Getting Started in Home Roasting


    Home roasting isn’t rocket science, but it takes a certain amount of experimentation, patience and do-it-yourself moxie. The East Bay is home to two top resources on how to choose and roast green coffee beans. Sweet Maria’s Web site (www.sweetmarias.com), published by Thompson Owen and Maria Troy of West Oakland, contains a wealth of information on buying and roasting beans. They also review and sell appliances for home roasting. Kenneth Davids’ book Home Coffee Roasting: Romance and Revival (St. Martin’s) covers the history, alchemy and all the whys and how-tos of home roasting. An Alameda resident who brews and writes in Oakland, Davids also publishes an online coffee buying guide (www.coffeereview.com).
    “Once you know what you’re doing,” Davids writes, “basic home coffee roasting ranks in difficulty somewhere between boiling an egg and making a good white sauce.”
    Read his book or log onto Sweet Maria’s for details on how to home roast. Here are tips to get you started:
    Prepare Your Palette: To begin to appreciate the complexity of coffee flavors, hold the cream and sugar. Try drinking your coffee black and tasting lighter-roasted coffee from a single origin (such as Costa Rican or Kenyan) as opposed to dark-roast blends.
    Try It Cheap: Dust off that hot-air popcorn popper left over from college dorm days, or buy one from a thrift store. It’s the best appliance to try home coffee roasting. The drawback: You can only roast small batches at a time, and there’s nothing to catch the chaff (though a big bowl will do). You also can use a skillet and agitate the beans as they heat by shaking the pan as you would a sauté.
    If you want to buy a real roaster, compact home units for small batches range approximately from $80 to $200. Buy a sampler pack of green beans for 9 bucks from Sweet Maria’s, and you’re ready to roast.

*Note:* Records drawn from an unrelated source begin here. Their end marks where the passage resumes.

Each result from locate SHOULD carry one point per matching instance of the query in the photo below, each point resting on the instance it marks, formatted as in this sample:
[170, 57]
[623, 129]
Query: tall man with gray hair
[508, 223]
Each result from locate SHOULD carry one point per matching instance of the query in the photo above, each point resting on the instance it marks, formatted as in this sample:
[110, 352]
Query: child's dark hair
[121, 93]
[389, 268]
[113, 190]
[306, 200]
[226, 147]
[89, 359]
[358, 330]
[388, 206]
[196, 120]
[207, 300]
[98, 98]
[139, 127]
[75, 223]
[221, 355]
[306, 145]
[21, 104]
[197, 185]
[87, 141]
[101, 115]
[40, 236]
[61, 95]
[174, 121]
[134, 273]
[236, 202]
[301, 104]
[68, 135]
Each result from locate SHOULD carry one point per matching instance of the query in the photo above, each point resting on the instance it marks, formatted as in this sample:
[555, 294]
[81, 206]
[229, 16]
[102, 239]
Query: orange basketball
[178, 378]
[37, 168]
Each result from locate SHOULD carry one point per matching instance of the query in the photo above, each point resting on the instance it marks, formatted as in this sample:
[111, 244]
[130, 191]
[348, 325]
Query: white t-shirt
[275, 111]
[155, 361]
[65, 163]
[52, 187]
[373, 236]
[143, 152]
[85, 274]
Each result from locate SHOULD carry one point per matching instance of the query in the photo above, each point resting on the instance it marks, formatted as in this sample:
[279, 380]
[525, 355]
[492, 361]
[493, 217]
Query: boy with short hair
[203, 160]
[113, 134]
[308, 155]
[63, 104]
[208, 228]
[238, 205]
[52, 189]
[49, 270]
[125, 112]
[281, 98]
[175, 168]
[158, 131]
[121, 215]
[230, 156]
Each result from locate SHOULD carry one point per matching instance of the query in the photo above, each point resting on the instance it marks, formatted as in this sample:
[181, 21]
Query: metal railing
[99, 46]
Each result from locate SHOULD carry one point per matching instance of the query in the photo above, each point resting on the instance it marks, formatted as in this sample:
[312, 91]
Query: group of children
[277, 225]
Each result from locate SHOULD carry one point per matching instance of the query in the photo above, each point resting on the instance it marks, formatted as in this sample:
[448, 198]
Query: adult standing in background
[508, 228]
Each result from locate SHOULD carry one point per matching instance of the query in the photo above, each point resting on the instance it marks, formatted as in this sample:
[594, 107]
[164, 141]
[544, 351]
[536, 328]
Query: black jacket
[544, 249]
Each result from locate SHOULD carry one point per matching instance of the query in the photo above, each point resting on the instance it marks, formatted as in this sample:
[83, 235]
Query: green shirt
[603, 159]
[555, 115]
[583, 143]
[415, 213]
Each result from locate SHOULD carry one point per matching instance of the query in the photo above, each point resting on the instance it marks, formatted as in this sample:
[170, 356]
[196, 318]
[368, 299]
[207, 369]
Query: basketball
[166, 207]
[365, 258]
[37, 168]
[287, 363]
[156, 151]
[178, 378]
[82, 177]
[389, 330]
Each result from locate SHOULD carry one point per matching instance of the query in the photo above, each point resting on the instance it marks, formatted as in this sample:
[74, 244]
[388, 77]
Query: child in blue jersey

    Don’t Be too Fussy About the Mess: Home roasting creates a wonderful, heady aroma. It also creates smoke and chaff (the thin skin that comes off the bean when it roasts). If you roast large batches and the smoke becomes too intense, turn on a stove hood fan or open a window. Most roasting appliances have a chaff collector, but keep a dustpan handy just in case.